Multi-Rate and Variable-Rate Accoustic Modeling of Speech at Phone Syllable and Time Scales – Ozgur Cetin (ICSI/Berkeley)
In this talk we will describe a multi-rate extension of hidden Markov models HMMs, multi-rate coupled HMMs, and present their applications to acoustic modeling for speech recognition. Multi-rate HMMs are parsimonious models for stochastic processes that evolve at multiple time scales, using scale-based observation and state spaces. For speech recognition, we use multi-rate HMMs for joint acoustic modeling of speech at multiple time scales, complementing the usual short-term, phone-based representations of speech with wide modeling units and long-term temporal features. We consider two alternatives for the coarse scale in our multi-rate models, representing either phones, or syllable structure and lexical stress. We will also describe a variable-rate sampling extension to the basic multi-rate model, which tailors the analysis towards temporally fast-changing regions and significantly improves over fixed-rate sampling. Experiments on conversational telephone speech will be presented, showing that the proposed multi-rate approaches significantly improve recognition accuracy over HMM- and other coupled HMM-based approaches e.g. feature concatenation and multi-stream coupled HMMs for combining short- and long-term acoustic and linguistic information. This is a joint work with Mari Ostendorf of University of Washington.

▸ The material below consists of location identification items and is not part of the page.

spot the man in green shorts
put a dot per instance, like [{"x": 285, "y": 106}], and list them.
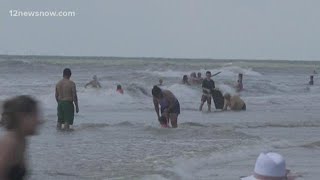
[{"x": 66, "y": 95}]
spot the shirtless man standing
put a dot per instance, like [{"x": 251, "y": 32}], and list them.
[
  {"x": 170, "y": 107},
  {"x": 66, "y": 95},
  {"x": 234, "y": 102}
]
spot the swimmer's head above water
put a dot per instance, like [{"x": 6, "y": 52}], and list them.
[{"x": 156, "y": 92}]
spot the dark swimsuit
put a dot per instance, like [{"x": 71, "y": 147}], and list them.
[
  {"x": 165, "y": 105},
  {"x": 244, "y": 107},
  {"x": 16, "y": 172}
]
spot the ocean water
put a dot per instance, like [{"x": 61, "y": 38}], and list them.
[{"x": 118, "y": 137}]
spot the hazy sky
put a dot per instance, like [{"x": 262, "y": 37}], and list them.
[{"x": 241, "y": 29}]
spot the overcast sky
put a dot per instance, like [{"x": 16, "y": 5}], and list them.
[{"x": 238, "y": 29}]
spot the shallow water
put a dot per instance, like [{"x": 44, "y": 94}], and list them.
[{"x": 118, "y": 137}]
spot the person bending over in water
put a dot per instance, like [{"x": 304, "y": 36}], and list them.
[
  {"x": 119, "y": 89},
  {"x": 199, "y": 78},
  {"x": 207, "y": 88},
  {"x": 66, "y": 95},
  {"x": 185, "y": 80},
  {"x": 94, "y": 83},
  {"x": 21, "y": 118},
  {"x": 164, "y": 122},
  {"x": 234, "y": 102},
  {"x": 170, "y": 107}
]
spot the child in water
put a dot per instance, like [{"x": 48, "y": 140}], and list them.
[{"x": 119, "y": 89}]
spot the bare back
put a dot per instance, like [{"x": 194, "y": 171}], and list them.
[
  {"x": 66, "y": 90},
  {"x": 168, "y": 95}
]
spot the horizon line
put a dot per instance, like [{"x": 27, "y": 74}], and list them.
[{"x": 150, "y": 57}]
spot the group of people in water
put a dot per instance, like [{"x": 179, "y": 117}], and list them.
[
  {"x": 21, "y": 117},
  {"x": 170, "y": 107}
]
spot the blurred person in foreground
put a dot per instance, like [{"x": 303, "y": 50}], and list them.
[{"x": 21, "y": 118}]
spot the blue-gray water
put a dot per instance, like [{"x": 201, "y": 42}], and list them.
[{"x": 118, "y": 137}]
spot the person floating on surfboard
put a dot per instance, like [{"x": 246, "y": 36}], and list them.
[{"x": 94, "y": 83}]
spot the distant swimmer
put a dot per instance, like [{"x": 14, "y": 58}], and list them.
[
  {"x": 185, "y": 80},
  {"x": 66, "y": 96},
  {"x": 235, "y": 103},
  {"x": 199, "y": 78},
  {"x": 119, "y": 89},
  {"x": 239, "y": 86},
  {"x": 160, "y": 82},
  {"x": 207, "y": 88},
  {"x": 193, "y": 78},
  {"x": 311, "y": 80},
  {"x": 169, "y": 105},
  {"x": 94, "y": 83},
  {"x": 164, "y": 122},
  {"x": 218, "y": 99}
]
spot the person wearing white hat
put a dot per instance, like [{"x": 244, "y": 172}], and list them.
[{"x": 270, "y": 166}]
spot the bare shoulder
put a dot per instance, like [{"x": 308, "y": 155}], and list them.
[{"x": 59, "y": 82}]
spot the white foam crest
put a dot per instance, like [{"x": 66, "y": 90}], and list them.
[
  {"x": 235, "y": 70},
  {"x": 167, "y": 73}
]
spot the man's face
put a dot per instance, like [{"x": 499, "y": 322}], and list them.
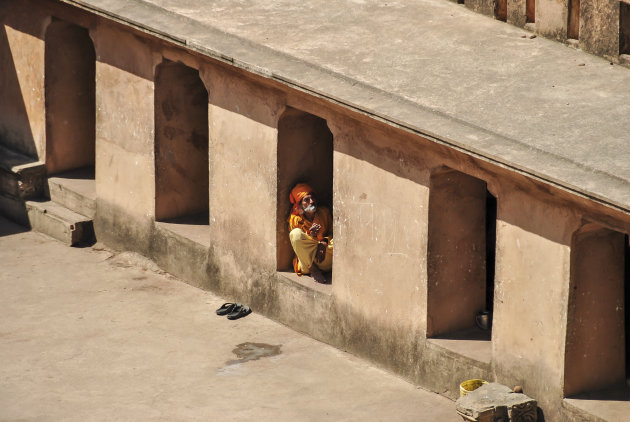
[{"x": 309, "y": 203}]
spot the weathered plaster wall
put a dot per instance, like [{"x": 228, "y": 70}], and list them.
[
  {"x": 181, "y": 142},
  {"x": 516, "y": 13},
  {"x": 531, "y": 292},
  {"x": 485, "y": 7},
  {"x": 599, "y": 27},
  {"x": 595, "y": 349},
  {"x": 305, "y": 154},
  {"x": 380, "y": 243},
  {"x": 377, "y": 306},
  {"x": 22, "y": 105},
  {"x": 125, "y": 177},
  {"x": 456, "y": 251},
  {"x": 243, "y": 137},
  {"x": 70, "y": 79},
  {"x": 551, "y": 18}
]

Ozgur Cetin is a post-doctoral researcher at the International Computer Science Institute, Berkeley. He has received PhD and MS degrees from University of Washington, Seattle in 2005 and 2000, respectively, both in electrical engineering, and a BS degree from Bilkent University, Turkey in 1998 in electrical and electronics engineering. His research interests include machine learning, and speech and language processing.